Proposed regulations clarify data privacy rules in California

A proposed new set of regulations in California gives businesses guidance on how they should handle sensitive personal data.

On May 27, the California Consumer Protection Agency released new regulations relating to the California Privacy Protection Act. The agency was scheduled to meet on June 8 and will likely issue a notice of proposed rulemaking, followed by a 45-day public comment period before the new regulations are finalized.

“There may be more regulations coming later this year,” said Darcey Groden, attorney at San Diego-based Fisher Phillips. The agency’s board considered a second set of regulations to address annual cybersecurity audits, regular risk assessments and automated decision-making. This second set of regulations could be released before the process of finalizing the current set of proposed regulations is complete, she added.

But don’t wait to take steps to make sure you’re compliant with recent privacy laws.

“Companies need to start preparing because the California Privacy Agency has made it clear that they want the regulations to give the law some real teeth,” Groden said.

Companies that share or sell personal information must notify consumers in advance and allow them to opt out. Companies must pass on these legal obligations to their service providers and subcontractors in their contracts.

The state privacy law, passed in 2020, gives consumers the right to tell companies not to share or sell their personal information. Consumers also have the right to ask a company to delete all of their personal information.

Steps to follow

The first step is to know what sensitive personal information your organization collects from customers and employees. “Companies should take a close look at the sensitive personal information they have, if they need it, and ensure that their privacy policies and practices provide adequate security,” Groden advised.

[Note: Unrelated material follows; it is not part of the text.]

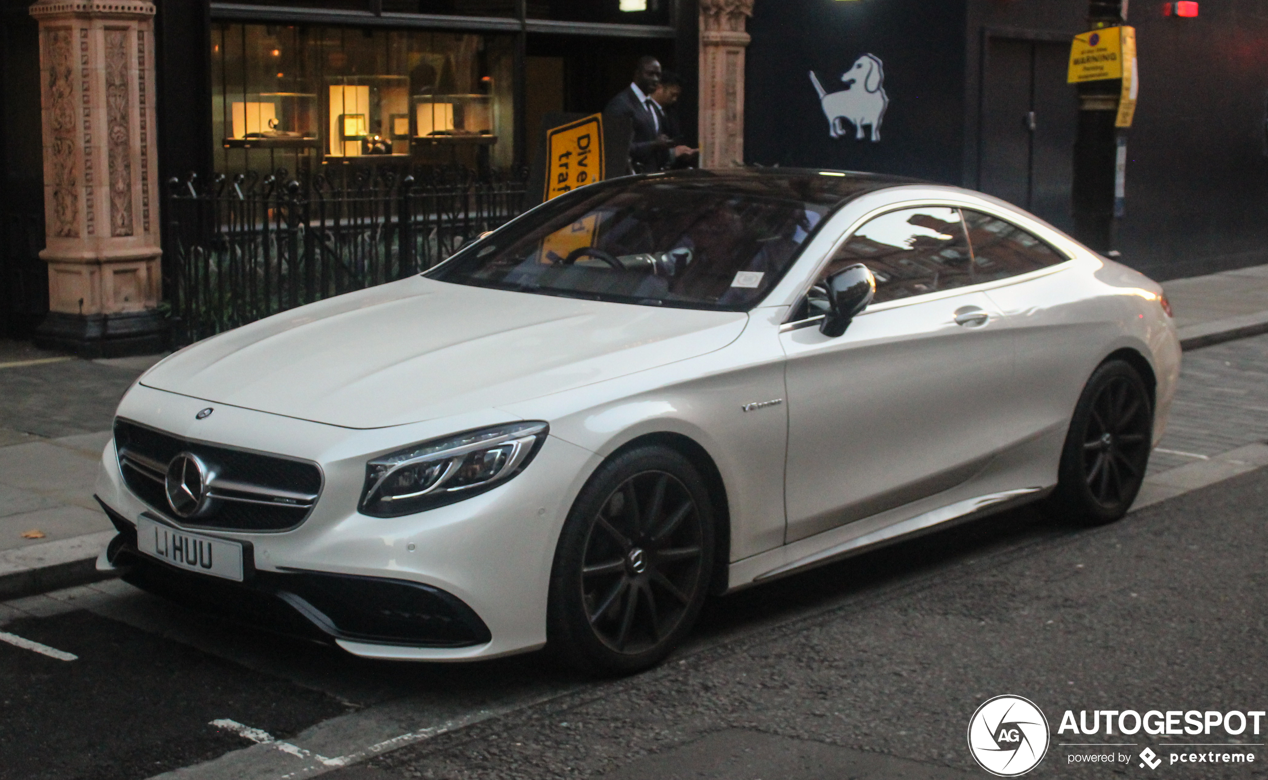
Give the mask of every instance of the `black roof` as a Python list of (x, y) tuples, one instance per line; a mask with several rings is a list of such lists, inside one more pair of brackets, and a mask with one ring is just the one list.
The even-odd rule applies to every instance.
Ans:
[(676, 188), (683, 189), (732, 190), (737, 195), (791, 198), (829, 208), (890, 186), (928, 184), (928, 181), (903, 176), (808, 167), (689, 169), (628, 176), (623, 178), (621, 181), (652, 185), (672, 183)]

Sensitive personal information includes:

  • Social Security number.
  • Driver’s license or passport number.
  • Precise geolocation.
  • Account login, financial account, debit or credit card number.
  • Racial or ethnic identity.
  • religious affiliation.
  • Biometric or genetic information.
  • Union membership.

The second step is to update your written privacy policies and notices to customers and employees. Include the right to limit the use of sensitive personal information and the right to correct any inaccurate information.

“You should plan to start working with your IT vendors early to make sure this is done before 2023,” Groden advised. “It’s not enough to have a written policy on how long information should be retained. You need to work on the process of deleting outdated data on a large scale, versus deleting personal information in response to individual consumer requests. .”

The proposed regulations prohibit “dark schemes” designed to manipulate or subvert consumer choice. Here are some examples :

  • Offer options on a website that say “yes” or “ask me later” (rather than “yes” or “no”).
  • Opt by default for a choice considered less protective of privacy.
  • Manipulative language, such as getting a consumer to click on why opting out of selling personal information is a bad choice.

“Dark patterns were already prohibited under the California Privacy Rights Act, and the proposed regulations add that obtaining consumer consent with the use of a dark pattern voids consumer consent,” said Ryan Blaney, lawyer with Proskauer in Washington, DC.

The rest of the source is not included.